Taking part in the workshop is Wellbeing Coordinator at St Philip’s Christian College Cessnock, Mr Aaron Hodges. He highlights the value of the NCCG resource packs in helping educate the schools wellbeing staff on the best ways to manage and support children dealing with grief and loss.
“We have more than 1,000 students across years K-12 that all respond differently when faced with situations involving loss or grief,” said Mr Hodges.
“It is our role as care givers to recognise when these children are suffering and be armed with the skills and knowledge to help them work through their bereaved state and manage their emotions.
“This is the first time, as a Wellbeing Coordinator, I have had access to a tailored set of resources and a training program specifically focused on grief and loss to help navigate age appropriate methods of assisting children facing devastating life circumstances, such as separation of parents, which is probably the most common issue we see arise” said Mr Hodges.
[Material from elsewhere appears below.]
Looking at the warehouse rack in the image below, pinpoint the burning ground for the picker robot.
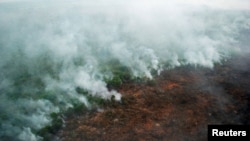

Greater Charitable Foundation’s Chief Executive Officer, Anne Long, is passionate about this cause and proud to assist the NCCG in delivering such an invaluable service to those who are charged with the important task of nurturing the mental wellbeing of young people.
“The NCCG is Australia’s only provider of free and unlimited specialist bereavement counselling for children and teenagers,” said Ms Long.
“Our funding will not only enable education to school counsellors through the interactive one-day workshop, but it will also provide information to service providers in regional NSW through the distribution of tailored resource packs.”